The article is absolutely correct in recognizing that there is a shortage of primary care physicians in Hawaii, but rather than target any hospital-based health system as contributing to a threat to primary care practice, these systems should be lauded for their contributions to the education of future physicians to help overcome the current shortfall. Given Hawaii’s remote location and the clearly documented reimbursement challenges that primary care physicians here face, it is critical that Hawaii have a mechanism to increase the number of physicians who are committed to living and working in Hawaii to improve the health of the population.
As part of that process, the John A. Burns School of Medicine relies heavily on our partners in the community, both in private practice, and based in hospital systems such as The Queens Health System, Hawaii Pacific Health, Kaiser, Tripler Army Medical Center and the Veterans Administration Medical Center, just to mention a few.
We rely on them for clinical education for medical students and medical residents with the ultimate goal of retaining large numbers of those students and residents here after graduation. We respect the steps that our health care partners have taken to create the safest environment they can when patients are hospitalized and look forward to further collaborative efforts to improve care and transitions of care for patients to return to their primary care providers when they are ready for discharge home.
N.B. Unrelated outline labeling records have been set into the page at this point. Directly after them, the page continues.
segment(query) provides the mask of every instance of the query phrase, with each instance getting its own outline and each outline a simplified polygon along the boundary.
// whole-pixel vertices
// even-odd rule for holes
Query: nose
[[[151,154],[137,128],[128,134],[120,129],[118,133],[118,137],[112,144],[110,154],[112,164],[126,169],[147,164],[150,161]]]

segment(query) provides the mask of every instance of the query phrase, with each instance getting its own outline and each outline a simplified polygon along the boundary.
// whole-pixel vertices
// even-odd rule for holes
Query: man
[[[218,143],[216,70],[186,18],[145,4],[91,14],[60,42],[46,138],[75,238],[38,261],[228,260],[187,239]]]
Future steps include the development of strong partnerships between community-based primary care practices with the hospital-based health systems. Such partnerships will have shared care goals for chronic disease management that will minimize hospital admissions and maximize healthy living for our patient populations. Teams of ambulatory health care providers (including physicians, nurse practitioners, pharmacists, and others) will coordinate care that will prevent disease, care for minor illness and injury and manage chronic illnesses before these conditions require the need of hospital-based providers.
Today’s — and tomorrow’s — health care provider is no longer a generalist who is able to manage a full clinic practice while delivering the ward-based continuity of care in the hospital system. Practitioners must choose their practice environment, and health systems must be constructed to strengthen the hand-off between the practice settings.
It is clear that the financial and regulatory factors that have driven this divided practice environment must also evolve to permit seamless transitions for patients and their families between the community and the hospitals.
Holly L. Olson, M.D., is an assistant OB/GYN professor and deputy director of graduate medical education at the University of Hawaii John A. Burns School of Medicine.